第10話 その十
「マリアはどうしたいの、総一について行くき?」
「そうね、あいつ私がいないとさみしがるもの」
二人は、くくくと笑いあう。
「あなたも総一がいないとだめなくせに」
マリアはふっと息をはいて、頬杖をつきながら森を見つめる。
「そうね……」
「エヴァもジークがいないとだめじゃない」
エヴァも森を眺めやる。
「そうだけど、私とお兄様は一緒になれないわ、これはどうしようもないのよ」
マリアの顔がジークに変じた。
「エヴァ、私たちは血のつながった兄妹だ。
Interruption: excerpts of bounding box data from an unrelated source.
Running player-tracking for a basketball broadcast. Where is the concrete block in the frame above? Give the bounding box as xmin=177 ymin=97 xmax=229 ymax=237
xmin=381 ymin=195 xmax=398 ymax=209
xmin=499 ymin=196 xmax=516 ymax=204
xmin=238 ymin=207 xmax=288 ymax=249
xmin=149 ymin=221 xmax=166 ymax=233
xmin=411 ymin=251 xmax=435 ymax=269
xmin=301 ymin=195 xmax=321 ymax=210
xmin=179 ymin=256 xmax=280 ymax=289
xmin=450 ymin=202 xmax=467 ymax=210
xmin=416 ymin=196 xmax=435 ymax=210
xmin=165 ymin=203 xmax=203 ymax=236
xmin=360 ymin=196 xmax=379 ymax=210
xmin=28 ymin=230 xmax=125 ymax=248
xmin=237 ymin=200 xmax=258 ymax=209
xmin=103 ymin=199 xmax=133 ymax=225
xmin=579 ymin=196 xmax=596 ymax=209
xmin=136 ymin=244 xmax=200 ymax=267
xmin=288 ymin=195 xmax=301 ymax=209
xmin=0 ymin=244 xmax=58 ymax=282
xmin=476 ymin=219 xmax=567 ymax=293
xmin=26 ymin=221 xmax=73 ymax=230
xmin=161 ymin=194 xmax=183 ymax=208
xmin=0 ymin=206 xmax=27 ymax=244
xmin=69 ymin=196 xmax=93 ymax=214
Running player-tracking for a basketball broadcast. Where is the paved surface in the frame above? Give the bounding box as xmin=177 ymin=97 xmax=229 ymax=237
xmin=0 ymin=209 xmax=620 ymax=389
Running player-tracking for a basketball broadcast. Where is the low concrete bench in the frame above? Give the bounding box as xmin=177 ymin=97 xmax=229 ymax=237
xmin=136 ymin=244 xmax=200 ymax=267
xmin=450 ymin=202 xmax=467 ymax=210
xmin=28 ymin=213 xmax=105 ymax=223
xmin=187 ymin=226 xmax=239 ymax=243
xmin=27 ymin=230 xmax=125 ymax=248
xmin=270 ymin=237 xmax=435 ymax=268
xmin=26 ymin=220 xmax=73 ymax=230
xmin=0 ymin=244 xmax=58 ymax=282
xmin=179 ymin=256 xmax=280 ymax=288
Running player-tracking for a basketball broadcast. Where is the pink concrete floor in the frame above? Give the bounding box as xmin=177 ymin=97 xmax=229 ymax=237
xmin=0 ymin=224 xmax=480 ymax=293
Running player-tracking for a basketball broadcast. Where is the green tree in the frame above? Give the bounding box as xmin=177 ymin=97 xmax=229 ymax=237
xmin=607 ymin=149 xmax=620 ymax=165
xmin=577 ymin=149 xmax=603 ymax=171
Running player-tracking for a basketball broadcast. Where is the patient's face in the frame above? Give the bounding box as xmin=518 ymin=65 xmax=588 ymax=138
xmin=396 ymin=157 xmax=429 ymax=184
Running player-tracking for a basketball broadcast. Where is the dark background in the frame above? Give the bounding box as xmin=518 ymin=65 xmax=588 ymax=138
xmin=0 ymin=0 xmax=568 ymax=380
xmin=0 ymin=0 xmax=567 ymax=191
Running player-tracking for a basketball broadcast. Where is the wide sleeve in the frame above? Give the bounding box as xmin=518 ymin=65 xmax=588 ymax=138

恋人よりも深い絆で結ばれているよ。そうだろう?」
「ええ、わかっています」
「けどお兄様が好きなんです」
「私もだよ」
お兄様の顔が総一になる。
「体、ひやさないんだよ」
「ありがと」
「もう寝たら?」
「寝てるようなものよ」
「それもそうだね」
おばさまになる。
「おばさま、私結婚なんてしたくありません」
「いいんじゃない?」
「まあ。この国はどうなるんですか」
「それが嫌なら、結婚したら?」
エヴァは黙り込む。
おじさまになる。
「自分のことだ、よく考えなさい。流されてはいけない。自分で考えることが大切だよ」
「はい」
お父様になる、お母様になる、おじいさま、おばあさま、家庭教師、メイド、執事、料理人、兵、町の人、それはいろいろな顔になる。
エヴァの悲鳴が森にこだまする。